After you have configured the list of directories containing the documents you want to index, as well as the list of feeds from which you want to fetch the posts, you can run:

```bash
housaku index
```

> Note that you don't need to specify both files and feeds to start indexing.

You can also change the number of threads being used when indexing your files and documents:

```bash
housaku index -t 8
```

> I recommend to stick with the default number of threads.

At the moment, indexing files is done in parallel, which makes the process faster but also introduces some complications. For example, canceling the indexing process is not recommended at the moment. My advice is to index small folders if you want to test the tool, or simply allow the indexing process to finish. In my case, I have about 7,000 documents, including markdown files, PDF, and EPUB files, as well as a large list of approximately 150 feeds. The entire process takes about 10 to 15 minutes.

### Search

#### The `search` command

The simplest way to start searching your documents and posts is by using the `search` command:

```bash
houskau searh --query "Django AND Postgres"
```

You can also limit the number of results by using the `--limit` option which, by default, is set to 10:

```bash
housaku search --query "Django AND Postgres" --limit 20
```

If you don't specify a `query` using the `--query/-q` options you will be prompted to enter one.

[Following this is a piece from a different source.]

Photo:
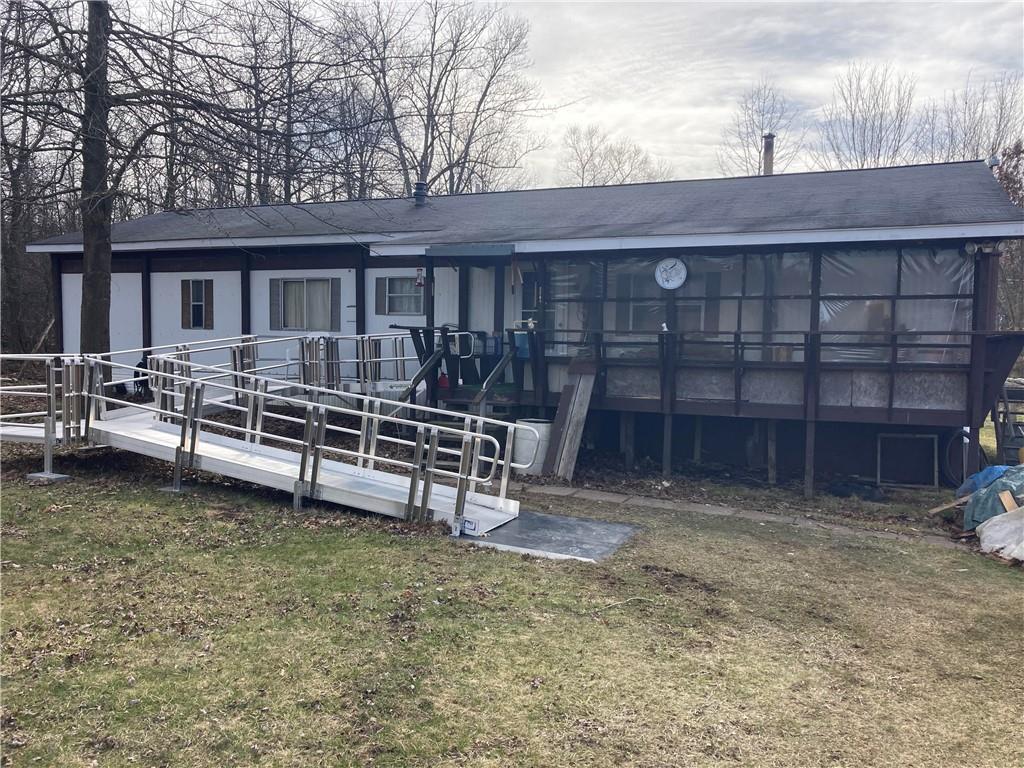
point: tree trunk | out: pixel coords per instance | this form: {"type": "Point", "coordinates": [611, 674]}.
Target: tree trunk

> You can learn more about the query syntax [here](https://sqlite.org/fts5.html#full_text_query_syntax).

#### Using the TUI

My favorite and recommended way to search is by using the TUI. To start it, just run:

```bash
housaku tui
```

> To exit the TUI just press `ctrl + q`, and to open a search result, press `Enter` while the result is highlighted.

#### Using the Web UI

Housaku also has a very simple Web UI that you can access by running:

```bash
housaku web
```

> The default port is `4242`.

This searching method have some limitations. For example, you can't open results that link to your personal files. In the future, I will try to solve this limitations, but for now please keep this in mind.

### `vacuum` and `purge`

The `vacuum` command is used to optimize the SQLite database by reclaiming unused space and improving performance. To run the vacuum command, simply execute:

```bash
housaku vacuum
```

The `purge` command is used to completely clear all data from the database. This command is useful when you want to reset the database to its initial state.

```bash
housaku purge
```

> Be careful before using both of these commands since they will have a direct impact on the data you hold in your database.

## Contributing

Contributions are welcomed! If you have any suggestions feel free to open an issue.